На тусовках в академии наши субтильные постмодернисты со своими несвежего вида девушками курили траву, запивали шампанским, присваивали друг другу почетные звания, как застойное политбюро, и истово материли немцев, за счет которых пили и жрали.
В эмигрантских компаниях сначала хвастались квартирой, машиной и т. д., потом пили до бесчувствия, ругали Россию и коммунистов и заканчивали гастрономо-ностальгическими песнями: «Знаете, я тут у одного турка нашел такое молоко, что если его на два дня на окно поставить, получается кефир. Клянусь мамой, настоящий московский кефир. Здесь же нет еды! Это же не еда, а пластмасса. Вы мне можете объяснить, почему их капуста в супе не разваривается? И почему невозможно купить гречку? А хлеб? Это же не хлеб! Это надутый гондон, посыпанный тмином! Он же весь пустой! И почему они не могут засолить огурцы нормально? Что, надо иметь семь пядей во лбу, чтобы приготовить рассол? А знаете, почему все эти продукты не портятся? Потому что они целиком состоят из формалина!» И главное, все это про обижающее «они» и обижаемое «нас»! Как будто «они», немцы, тебя, экономического беженца, со слезами на глазах умоляли сюда приехать.
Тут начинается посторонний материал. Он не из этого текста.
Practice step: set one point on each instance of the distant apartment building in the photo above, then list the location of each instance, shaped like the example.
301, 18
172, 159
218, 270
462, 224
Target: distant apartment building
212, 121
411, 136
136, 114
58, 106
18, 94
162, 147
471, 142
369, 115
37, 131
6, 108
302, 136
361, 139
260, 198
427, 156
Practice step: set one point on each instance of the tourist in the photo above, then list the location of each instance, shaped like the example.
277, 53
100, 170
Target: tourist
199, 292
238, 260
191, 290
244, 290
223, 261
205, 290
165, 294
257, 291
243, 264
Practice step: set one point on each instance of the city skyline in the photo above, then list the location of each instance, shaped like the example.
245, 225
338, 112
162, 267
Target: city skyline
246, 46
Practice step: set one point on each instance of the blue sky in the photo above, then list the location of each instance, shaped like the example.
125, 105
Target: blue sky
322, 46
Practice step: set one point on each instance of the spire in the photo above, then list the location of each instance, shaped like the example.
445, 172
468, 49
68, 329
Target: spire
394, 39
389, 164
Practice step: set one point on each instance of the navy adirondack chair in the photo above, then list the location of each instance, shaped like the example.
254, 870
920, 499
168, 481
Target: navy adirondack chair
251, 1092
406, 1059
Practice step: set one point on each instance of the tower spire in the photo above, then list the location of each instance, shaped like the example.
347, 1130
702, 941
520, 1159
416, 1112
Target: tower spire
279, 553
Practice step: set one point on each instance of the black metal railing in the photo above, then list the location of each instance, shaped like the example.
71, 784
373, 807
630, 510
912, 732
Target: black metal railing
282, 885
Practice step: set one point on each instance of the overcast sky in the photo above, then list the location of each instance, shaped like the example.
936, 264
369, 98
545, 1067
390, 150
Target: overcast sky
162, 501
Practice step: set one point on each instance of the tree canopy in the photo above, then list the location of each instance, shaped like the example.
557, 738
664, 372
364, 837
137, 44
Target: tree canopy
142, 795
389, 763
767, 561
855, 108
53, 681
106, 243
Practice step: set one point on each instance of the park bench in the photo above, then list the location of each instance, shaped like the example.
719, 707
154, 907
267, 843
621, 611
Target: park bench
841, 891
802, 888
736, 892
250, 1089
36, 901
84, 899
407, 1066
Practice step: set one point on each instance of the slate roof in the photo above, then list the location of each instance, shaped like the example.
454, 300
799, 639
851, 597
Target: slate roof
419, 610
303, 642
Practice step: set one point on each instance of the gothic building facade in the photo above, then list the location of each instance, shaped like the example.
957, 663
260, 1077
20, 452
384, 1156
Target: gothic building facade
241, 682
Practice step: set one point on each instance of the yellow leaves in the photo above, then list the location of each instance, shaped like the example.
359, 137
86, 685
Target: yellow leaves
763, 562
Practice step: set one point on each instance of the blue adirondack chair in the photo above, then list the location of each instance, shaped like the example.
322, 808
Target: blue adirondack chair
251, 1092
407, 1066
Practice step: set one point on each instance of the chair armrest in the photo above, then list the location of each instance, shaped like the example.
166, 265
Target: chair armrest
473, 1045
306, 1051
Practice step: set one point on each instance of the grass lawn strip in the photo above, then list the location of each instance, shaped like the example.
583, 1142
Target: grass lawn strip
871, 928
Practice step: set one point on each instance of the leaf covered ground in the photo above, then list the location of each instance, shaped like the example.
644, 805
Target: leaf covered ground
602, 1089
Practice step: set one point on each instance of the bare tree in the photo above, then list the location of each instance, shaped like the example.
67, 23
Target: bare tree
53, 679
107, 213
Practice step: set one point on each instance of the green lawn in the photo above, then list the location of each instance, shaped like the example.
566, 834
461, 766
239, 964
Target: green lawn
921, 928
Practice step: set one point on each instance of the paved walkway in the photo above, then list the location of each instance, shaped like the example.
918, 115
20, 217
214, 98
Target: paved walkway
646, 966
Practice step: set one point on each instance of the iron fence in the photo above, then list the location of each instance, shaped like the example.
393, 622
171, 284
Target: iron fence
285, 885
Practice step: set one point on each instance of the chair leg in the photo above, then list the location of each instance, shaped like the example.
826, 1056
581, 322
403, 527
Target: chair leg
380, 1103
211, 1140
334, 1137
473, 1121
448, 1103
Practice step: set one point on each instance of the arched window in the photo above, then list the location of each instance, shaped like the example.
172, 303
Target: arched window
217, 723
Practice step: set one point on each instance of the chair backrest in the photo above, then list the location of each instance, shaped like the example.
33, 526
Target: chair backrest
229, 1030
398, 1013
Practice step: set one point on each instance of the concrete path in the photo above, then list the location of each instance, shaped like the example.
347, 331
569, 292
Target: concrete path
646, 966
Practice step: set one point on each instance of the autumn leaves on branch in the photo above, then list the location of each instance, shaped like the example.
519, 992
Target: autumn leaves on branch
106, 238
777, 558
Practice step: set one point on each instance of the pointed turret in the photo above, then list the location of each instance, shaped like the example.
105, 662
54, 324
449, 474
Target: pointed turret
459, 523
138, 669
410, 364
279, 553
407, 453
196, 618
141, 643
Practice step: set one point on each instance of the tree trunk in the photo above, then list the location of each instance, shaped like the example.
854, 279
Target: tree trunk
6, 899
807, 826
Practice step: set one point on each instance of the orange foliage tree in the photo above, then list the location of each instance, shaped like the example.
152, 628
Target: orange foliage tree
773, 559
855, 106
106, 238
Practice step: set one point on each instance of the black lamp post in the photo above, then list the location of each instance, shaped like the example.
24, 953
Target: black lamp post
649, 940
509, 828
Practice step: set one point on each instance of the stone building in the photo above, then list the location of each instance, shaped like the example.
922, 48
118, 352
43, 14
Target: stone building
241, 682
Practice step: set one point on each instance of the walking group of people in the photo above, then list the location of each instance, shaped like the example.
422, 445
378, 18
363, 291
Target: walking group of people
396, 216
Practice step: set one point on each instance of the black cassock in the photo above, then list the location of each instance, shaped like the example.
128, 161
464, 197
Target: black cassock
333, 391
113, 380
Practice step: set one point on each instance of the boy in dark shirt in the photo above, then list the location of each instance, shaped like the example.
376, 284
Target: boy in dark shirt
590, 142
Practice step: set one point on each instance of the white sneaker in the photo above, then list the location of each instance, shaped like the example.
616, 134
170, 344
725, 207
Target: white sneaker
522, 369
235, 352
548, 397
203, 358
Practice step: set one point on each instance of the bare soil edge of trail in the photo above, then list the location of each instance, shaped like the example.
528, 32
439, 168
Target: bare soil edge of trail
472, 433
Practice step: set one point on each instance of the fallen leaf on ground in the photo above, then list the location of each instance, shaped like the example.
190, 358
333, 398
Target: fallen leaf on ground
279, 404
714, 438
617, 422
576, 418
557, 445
С едой у меня тоже долго не ладилось, я уже научилась пересаживаться с «убана» на «есбан», покупать проездную карточку на «Zoo», а русскому проще защитить диссертацию, чем, бросив деньги в автомат для проездных, нажать нужную кнопку. Я уже привыкла к тому, что если вода или свет не выключаются тем способом, которым включались, то не надо звать горничную и извиняться, что «вот у меня тут сломалось», а ждать, что через минуту само выключится. Я уже вошла в то, что разговорный немецкий отличается от выученного не меньше, чем английский от американского; научилась передвигаться в пространстве не как туристический Мармеладов, которому на самом деле некуда идти и каждую секунду он выглядит как лошадь на витрине; но бродить километрами супермаркетов так и осталось для меня пыткой. Все эти баночки, флакончики, коробочки и пакетики не вызывали отделения желудочного сока. Они были чужие, они были фиктивные, казалось, что употреблять их внутрь так же не физиологично, как трахаться с инопланетянами.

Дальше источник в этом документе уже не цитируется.